Canadian economist Ross McKitrick said in a lengthy statement he published online that the “complaint contains numerous untrue statements about matters on which I have direct personal knowledge.”


“The idea that this work was done at the instigation of, or under payment from, Exxon or any other corporation either directly or indirectly through the Fraser Institute or any other group is wholly false,” McKitrick said.


The suit, filed earlier this month, seeks major monetary ‘damages’ for alleged environmental harm caused by the oil companies.


Democrats including DeBlasio are joining a spreading legal movement to extract money from oil giants, while divesting municipal pension funds of oil company profits.


“As climate change continues to worsen, it’s up to the fossil fuel companies whose greed put us in this position to shoulder the cost of making New York safer and more resilient,” de Blasio said in a statement.


Left-wing environmental groups are cheering the lawsuits. They, too, claim that oil companies have engaged in a conspiracy to fund “deniers” in the climate science community to refute thus-far unproven, unsubstantiated claims that there is a scientific link between human activity such as the burning of fossil fuels and climate change.


At one point in their suit, NYC lawyers state “Exxon sponsored its own bogus scientific research by paying $120,000 over the course of two years” to the Fraser Institute, a conservative Canadian think tank.



The suit states that money went toward debunking the “hockey stick” graph created by climate scientist Michael Mann. The rebuttal “was rushed into print, without peer review and, in a departure from the standard scientific practice, without offering Dr. Mann and his co-authors an opportunity to respond prior to publication,” the suit adds.


“McIntyre and McKitrick paper was subsequently debunked, but the smear of Dr.

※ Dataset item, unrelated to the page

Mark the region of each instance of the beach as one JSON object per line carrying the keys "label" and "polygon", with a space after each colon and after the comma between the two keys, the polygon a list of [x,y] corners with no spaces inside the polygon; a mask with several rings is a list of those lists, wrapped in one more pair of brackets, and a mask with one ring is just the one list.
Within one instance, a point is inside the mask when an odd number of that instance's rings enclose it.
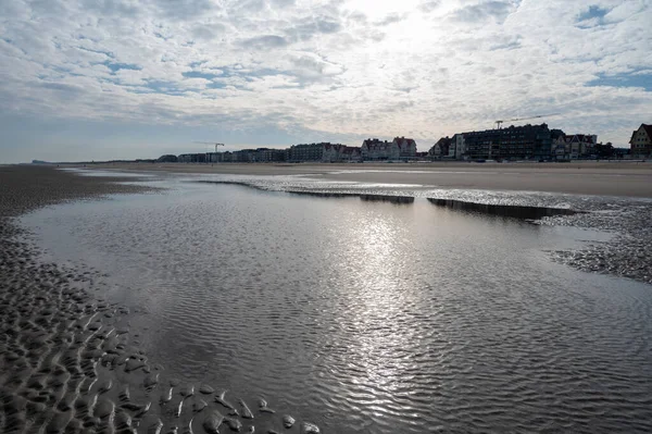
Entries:
{"label": "beach", "polygon": [[0,168],[0,431],[651,427],[649,201],[385,166]]}
{"label": "beach", "polygon": [[102,163],[87,168],[171,173],[297,175],[326,181],[439,188],[652,198],[652,162],[569,163]]}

Mann’s work remains available on the web today and continues to be cited by climate deniers. Exxon’s promotion by deception thus lives on,” it added.


Not so, says McKitrick, an economist at the University of Guelph.


He said Exxon did not pay him for any research, and that his work was subsequently published in peer-reviewed journals.


“The Fraser Institute was not involved with the hockey stick project and to the best of my knowledge they knew nothing about it until after it was published,” he said. “While I was a Senior Fellow of the Fraser Institute in 2003-04 this was an unpaid affiliation.”


“Our 2003 Energy and Environment paper was peer reviewed,” McKitrick said. “Regarding the issue of offering Mann a prior chance to respond, we had corresponded with Mann regarding problems we encountered replicating his results but he cut off the correspondence.”


He further noted that the suit’s claim his paper was “subsequently debunked” came from a climate science blog where Mann is also a contributor, not a peer-reviewed study.



The suit is “an empty and worthless attempt to deceive the court as to the disposition of a debate that went on for several more years.”